Prout's series of academic textbooks are quite comprehensive, written in a clear style, loaded with information, and sequential, with chapters divided into numbered paragraphs which make step by step study easy to pick up where one has left off the previous day.  The print is small, they require the same concentraton demanded by all textbooks, and they're not a fast read, but nothing, repeat nothing, is left out.  Exercises are also included with certain chapters to provide the reader with the opportunity, if desired, to test what has been learned and to apply it.  His Harmony, its Theory and Practice (1889), Counterpoint, Strict and Free (1890), Double Counterpoint and Canon (1891), Fugue (1891), and Fugal Analysis (1892) provide a solid foundation in points of theory, though theory and practice are so closely connected it's impossible to draw a hard line between them.  Two remaining works of his, Musical Form (1893) and its sequel Applied Forms (1895), are almost entirely practical, with points of theory hardly touched upon.  While Prout consulted numerous theoretical treatises in writing this series of texts, he took no statements or illustrations second hand.  In every single instance he went directly to the works of great composers.

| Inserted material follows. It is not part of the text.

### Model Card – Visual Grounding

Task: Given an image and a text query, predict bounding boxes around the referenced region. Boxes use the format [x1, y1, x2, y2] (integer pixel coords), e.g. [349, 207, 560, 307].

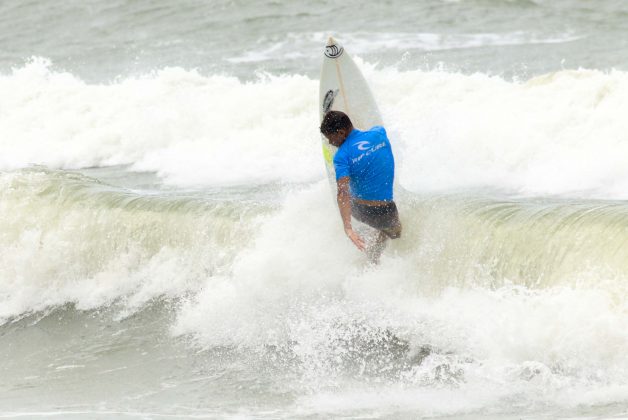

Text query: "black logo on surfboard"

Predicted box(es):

At the same time, when one wants an exhaustive list of obscureEbenezer Prout, whose books are full of just that sort of stuff.  For example, in his book on Fugue, he notes that while there are limitations as to the note of the scale on which a fugue subject should end, there are none as to that on which it should begin.  This is important to understand because it agrees with the statement of organist J.P. Kirnberger, who studied composition in Leipzig with Sebastian Bach, who is on record for stating that his master Bach "believed that everything [in the realm of tonal harmony in which he himself moved and worked] should be possible and would never hear of anything being not feasible" [See blog, Getting Started With Writing, Part XXXIII].   Most of Prout's books are out of print and available only as used copies or reproductions of the original works in the public domain in the United States and other countries, but bringing these works back into print as part of a continuing commitment to the preservation of printed works worldwide is a reflection of how culturally important and valuable these books are.